Heinz Weichardt (1915-2011) was a German Jew
who fled to the US in 1938.
In spite of this, he felt Nazi Germany
was misrepresented in the West.
Was he a dupe?
Heinz Weichardt’s 28-page booklet, ‘Under Two Flags’ is so much at variance with conventional accounts of pre-WWII Germany as to elicit instant ‘cognitive dissonance’ in the reader.
Living in Berlin from 1929-1938, the son of an important newspaper editor, Weichardt had every reason to hate the Nazis. Even though his father was a gentile, the Nazis prevented him from serving in the military and marrying the Ayran girl he loved because of his Jewish mother.
The first part of his booklet sets some of the historical context including his remarks upon WWI and the notorious Versailles Treaty and the second discusses his experiences living as an ‘enemy alien’ in the U.S. He concludes with some remarks upon what he sees as dubious calculations regarding the number of holocaust victims.
Of particular interest are Weichardt’s experiences living under the Nuremberg Laws. He describes a couple of run-ins with the authorities, including one that involved an inspection of his gun collection, including ammunition, without confiscation. He also reveals that he and his Jewish mother were allowed to vote in elections and even as ‘non-Aryans’ were given the protection of the state, if not all the privileges of full-citizenship.
Weichardt heaps scorn upon other world leaders of the day noting their often, less-than-honorable dealings with Hitler and Germany. He mentions a League of Nations conference held amongst thirty-three countries at Lake Geneva in 1938 and observes with sarcasm how, despite their criticism of Germany’s racial policies, not one of them would alter their laws to facilitate the immigration of Germany’s remaining 300,000 Jewish population.
It is remarkable how many of our most entrenched ideas about pre-WWII Germany Weichardt challenges in his short booklet. He writes of the post WWI British blockade of Germany that led to mass starvation among its populace which was exacerbated by world Jewry’s ‘declaration of war’ upon Germany in 1933.
‘Kristalnacht’ becomes more understandable with the revelation that it was the murder of a German official at their Paris embassy by a young, Jewish assassin that finally lit the fuse that led to that event. Weichardt claims that National Socialist leaders, cognizant of world prejudice against them for their policies towards the Jews, were appalled by the outburst and took immediate steps to quell the violence and protect Jewish businesses.

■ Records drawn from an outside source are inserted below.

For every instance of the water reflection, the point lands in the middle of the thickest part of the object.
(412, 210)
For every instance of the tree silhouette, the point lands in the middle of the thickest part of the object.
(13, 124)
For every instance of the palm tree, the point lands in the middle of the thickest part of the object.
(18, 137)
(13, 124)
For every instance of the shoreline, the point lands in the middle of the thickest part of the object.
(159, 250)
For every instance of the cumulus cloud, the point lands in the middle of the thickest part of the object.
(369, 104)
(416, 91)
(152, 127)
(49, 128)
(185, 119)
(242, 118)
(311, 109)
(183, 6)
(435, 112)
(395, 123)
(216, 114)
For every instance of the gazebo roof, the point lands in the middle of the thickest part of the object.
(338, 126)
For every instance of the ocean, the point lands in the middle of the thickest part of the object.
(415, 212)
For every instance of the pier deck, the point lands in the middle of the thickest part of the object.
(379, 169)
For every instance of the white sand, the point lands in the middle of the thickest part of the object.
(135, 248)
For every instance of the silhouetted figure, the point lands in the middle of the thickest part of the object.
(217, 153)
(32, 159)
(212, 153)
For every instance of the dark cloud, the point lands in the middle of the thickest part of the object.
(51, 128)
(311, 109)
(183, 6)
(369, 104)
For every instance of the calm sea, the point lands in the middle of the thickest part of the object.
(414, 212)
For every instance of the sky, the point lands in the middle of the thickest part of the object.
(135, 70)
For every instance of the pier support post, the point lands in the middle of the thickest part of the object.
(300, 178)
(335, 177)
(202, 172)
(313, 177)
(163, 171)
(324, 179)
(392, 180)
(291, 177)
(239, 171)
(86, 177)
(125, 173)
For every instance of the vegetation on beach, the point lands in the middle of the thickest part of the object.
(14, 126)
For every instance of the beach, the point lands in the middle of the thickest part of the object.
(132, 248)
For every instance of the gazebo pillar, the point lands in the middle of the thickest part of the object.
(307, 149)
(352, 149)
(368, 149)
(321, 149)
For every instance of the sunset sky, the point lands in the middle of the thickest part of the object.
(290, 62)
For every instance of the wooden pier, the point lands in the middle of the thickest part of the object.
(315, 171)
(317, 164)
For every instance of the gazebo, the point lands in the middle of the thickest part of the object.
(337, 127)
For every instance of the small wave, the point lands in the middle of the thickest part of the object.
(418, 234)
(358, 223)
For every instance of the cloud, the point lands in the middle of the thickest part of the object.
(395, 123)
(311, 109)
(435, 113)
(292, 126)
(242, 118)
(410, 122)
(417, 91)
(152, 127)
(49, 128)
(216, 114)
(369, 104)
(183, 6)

Weichardt’s discusses the ‘Transfer Agreement’ that facilitated Jewish immigration to Palestine. He reveals the startling information that the Zionists even had their own department within S.S. headquarters. The exchange-starved German Reich paid about 50 million pre-war dollars to assist approximately 50,000 young Jews in moving to Palestine, a cost necessitated by British demands that each of them pay 1,000 pounds sterling in gold for the privilege. As Weichardt observes, “So much for the “planned destruction” of the Jews”.
Under Two Flags shows how little we hear of the German side of that story. Interestingly, Weichardt partially blames the Germans who lived in America for abandoning their homeland. Once away from Germany, they bettered themselves individually but failed to organize politically and were, therefore, unable to defend their countrymen against false accusations.
Even Weichardt took until 1995 to set-pen-to-paper in this unique memoir of a German Jew. He says: “The complete lack of veracity in reporting anything about Germany and the outbreak of the war became obvious to me shortly after I arrived in this country [the USA] and my conviction that a colossal fraud was imposed on the American people by the Jewish-controlled media has been reinforced ever since”.
The more one delves into history we are not supposed to, especially the, mostly Jewish, takeover of Tsarist Russia in 1917, and when one considers the Palestinian situation in present-day Israel, the more the accusations against the Germans begin to sound like a conspicuous case of ‘the pot calling the kettle black’. Weichardt’s booklet is a notable contribution to telling the other side of the story.